Wrapped
Page 5
But reading was the last thing I wanted to do. I had so many questions, so many possibilities, that I felt a story was unfolding around me at this moment.
Chapter Six
I returned home that afternoon with Aunt Rachel in tow. I’d been wholly unsuccessful in persuading her that she’d be wiser to nap while I called on Julia. As a result, I’d learned nothing new by day’s end except that local gossip had the mummy rising off the table last night to strike white the hair of one of the party guests. And Julia was no help in piecing together last night’s mysteries, especially as we had both our chaperones with us, which meant our conversation was confined to dresses and the weather.
Aunt Rachel retired to her rooms. I was meant to be reading in the library.
But I still needed to speak with Father.
His study door was shut, a whisper of voices carrying through the panels.
Telling Father about my experiences last night would have to wait. Instead I raced to my bedroom, tossed my bonnet onto the bed, and hurried to my chair by the fireplace—the very one that shared a chimney with the hearth in Father’s study.
“—should he succeed in the Channel, we’re done for!” my father was saying as I heard the creaking lid of the rosewood box in which he stored his tobacco insert itself into the conversation. The lid fell shut again. I knew from watching him a hundred times that he was now adding a pinch of cardamom (a habit he’d acquired while in India).
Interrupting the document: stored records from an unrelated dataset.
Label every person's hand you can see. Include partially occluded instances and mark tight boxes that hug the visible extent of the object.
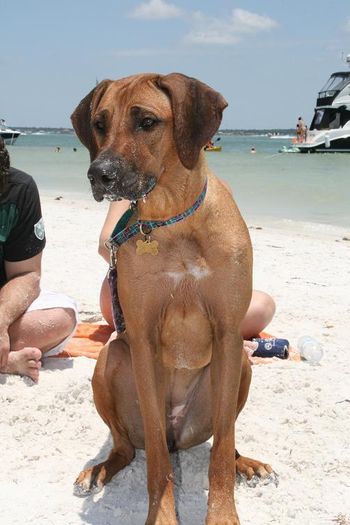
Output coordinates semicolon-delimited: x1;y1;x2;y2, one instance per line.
0;328;10;369
243;340;258;363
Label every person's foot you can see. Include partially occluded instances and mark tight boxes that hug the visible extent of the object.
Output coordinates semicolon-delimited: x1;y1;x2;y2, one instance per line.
1;347;42;383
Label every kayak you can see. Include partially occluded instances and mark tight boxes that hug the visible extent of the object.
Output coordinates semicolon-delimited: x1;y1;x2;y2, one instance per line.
204;146;222;151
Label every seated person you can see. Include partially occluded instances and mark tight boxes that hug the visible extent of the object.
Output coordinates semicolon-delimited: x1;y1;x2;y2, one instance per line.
0;137;77;382
98;196;275;348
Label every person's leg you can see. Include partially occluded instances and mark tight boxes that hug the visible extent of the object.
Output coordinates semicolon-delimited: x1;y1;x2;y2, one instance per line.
9;308;77;354
100;277;114;329
241;290;276;339
0;308;77;382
“He does seem to have more lives than a cat,” admitted a voice I recognized as belonging to the Earl of Bathurst, the secretary of war. I felt truly sorry for Mr. Bathurst. He probably hadn’t anticipated actually administering the cabinet in a time of conflict. His predecessor had retired barely six months ago when we thought that the greatest of the danger had passed. But that was before Napoleon came back.
The greatest enemy of all Britain and her holdings had been defeated—soundly—last winter.
But he returned. Like always.
For over a decade, he’d terrorized all of Europe and even gone so far as Africa and the Americas in his quest to extend his influence and power. Bonaparte had come terribly close to overtaking the Continent completely.
Only the ships that patrolled the narrow channel between Normandy and Dover protected us, and they were spread dangerously thin dealing with the emperor’s forces all over the Atlantic. All England lived in fear of what might happen if he ever succeeded in breaking through our naval blockades and bringing his Grande Armée to our shores.
Since I’d discovered that when the fires were unlit I could listen in on Father below, Napoleon had been the favored topic. At first it had merely been a game, but as I grew and understood more—and after David took to sea—my eavesdropping took on greater purpose.
And it wasn’t simply Father or Parliament members who could seem to talk of little else. Bonaparte’s infamy and the latest drama on the Continent found its way to the ladies at cards after dinners when the men had all retired to billiards and cigars, where they also offered undoubtedly sage advice on what to do about the tiny Frenchman. The newspapers carried daily war news, but it was nothing like as accurate as what I could glean here by the fireplace. And by the time what my father knew made it out to the general papers, I’d often known about it for several days.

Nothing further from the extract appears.